Anna Hazare, Lokpal and the trendy Indian youth

The world seems to be filled about posts on Anna Hazare and Lokpal; maybe the last thing that you need is to read one more armchair analysis. It’s a free world though; so I need a place to write and you might not need to read this. So stop here if you think you’ve heard enough! :)

First of all, I give it to Anna for clamouring this much support. It’s no mean feat to rally around so many people for a cause. Have to appreciate that. But is   the cause  good though? Giving it a naive glance it would seem so. But things are not so simple in the real world. The real world doesn’t comprise of writing blogs, tweeting tweets and liking posts. The real world is a lot different. The real world is a lot more complicated. And I don’t think Anna’s cause is going to have desired effects. Let me try to explain why.

Indians, you and I, have a culture of corruption inbuilt in our genes. It’s not just the politician who’s corrupt – that bracket includes the common average Indian. A simple example. You are caught at a traffic signal violating the red light. The policeman who catches you red handed gives you two options – pay Rs 100 to him and you walk free or he gives you a ticket that needs to paid in court. What would you choose? I bet 90% of you who are reading this would go for option 1. We are inherently corrupt and are willing to sacrifice our principles to cut some corners. That’s the only practical way we know of dealing with such a situation. I myself remember just 2 instances in my life where I have given a bribe. I did have plenty of oppurtunities where I could have bribed.. when I got my passport, when I got my DL, when I built my house – but I never paid a penny.
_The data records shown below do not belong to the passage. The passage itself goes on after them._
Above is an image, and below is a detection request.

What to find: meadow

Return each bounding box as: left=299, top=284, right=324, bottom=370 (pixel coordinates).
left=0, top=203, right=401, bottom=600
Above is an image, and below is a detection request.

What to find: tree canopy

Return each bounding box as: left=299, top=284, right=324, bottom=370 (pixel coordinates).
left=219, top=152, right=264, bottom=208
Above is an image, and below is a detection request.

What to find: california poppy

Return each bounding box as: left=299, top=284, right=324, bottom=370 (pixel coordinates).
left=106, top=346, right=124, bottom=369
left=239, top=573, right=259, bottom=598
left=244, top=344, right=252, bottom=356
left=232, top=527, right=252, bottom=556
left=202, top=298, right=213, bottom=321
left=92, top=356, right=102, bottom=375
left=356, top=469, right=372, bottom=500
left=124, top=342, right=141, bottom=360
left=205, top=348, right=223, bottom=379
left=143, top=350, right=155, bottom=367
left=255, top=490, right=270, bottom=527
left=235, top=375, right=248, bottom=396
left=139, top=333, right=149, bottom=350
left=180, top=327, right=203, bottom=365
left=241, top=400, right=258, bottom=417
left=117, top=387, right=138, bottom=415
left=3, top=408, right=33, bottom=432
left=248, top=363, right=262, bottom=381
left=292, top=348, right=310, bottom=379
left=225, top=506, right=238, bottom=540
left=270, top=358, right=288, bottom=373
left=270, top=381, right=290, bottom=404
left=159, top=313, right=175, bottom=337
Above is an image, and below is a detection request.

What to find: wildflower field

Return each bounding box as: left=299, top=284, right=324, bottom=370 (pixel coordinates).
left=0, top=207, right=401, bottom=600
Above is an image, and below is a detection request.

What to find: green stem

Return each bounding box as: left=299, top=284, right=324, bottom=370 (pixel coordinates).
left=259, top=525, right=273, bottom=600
I feel strongly about that; but then again I believe I was just lucky. I never was challenged enough in such situations. If I would have been; when I think about it; I might have paid. Even with so many ‘set’ principles in my head – I admit I’ll be corrupt if the situation demands it.

There is a general misunderstanding that only the person who accepts a bribe is corrupt. The person who gives the bribe is equally responsible. Corruption in India therefore needs to be solved from the bottom levels before we go into tackling it among the highest authorities. Frankly, I don’t see it making any difference at all. I read posts saying that the day Lokpal is passed; India’s going to be transformed overnight into Singapore. Bullshit. In fact, from the way I see it, it’s just going to be the opposite. An Indian does stuff only if he sees an incentive for himself in it. Very very few people are selfless or are keen to be professional in what they do. Applies to politicians, applies to government servants, applies to you, applies to me. Sadly, I think the whole motivation behind a lot of development activities in India is because the people responsible for it see an opportunity for grabbing something for themselves. If they think they’ll be caught; they’ll not take a bribe; they’ll just not do the project   also  . That’s where India is going to lose. There I said it! – India has actually benefited from high level political corruption. Sad, but true. Corruption is what drives development in India.

Ok, so that was my rant. What is my solution sitting in an armchair? Forget about the guys at the top level. Eliminate the root causes of corruption at the lower levels. Increase the salary of the policeman, the teacher, the clerk, the secretary and every single government servant. So that they don’t feel the need to be bribed to do their job. Atleast some of us would be converted – I’m sure. This may still be naive; but not as naive as telling me that having an additional bureaucratic engine would solve the problems of corruption in India. That would eventually just become another set of officials that need to be bribed. One more obstacle.

Corruption is not a problem that we can afford to solve at this moment in my humble opinion. We as a nation are not at that stage. There are a lot of other pressing problems like poverty, infrastructure and education to solve. Corruption is too big a challenge and too expensive to monitor and eliminate at this point. We’ll someday reach that stage. But we are nowhere near that now.

And like it or not; India is a democracy. Arm twisting the government isn’t the way to get things done in a democracy. Having no politicians is worse than having bad politicians. Think about it.

Let’s be civil. Let’s think of a practical solution to our problem and not indulge in foolishness.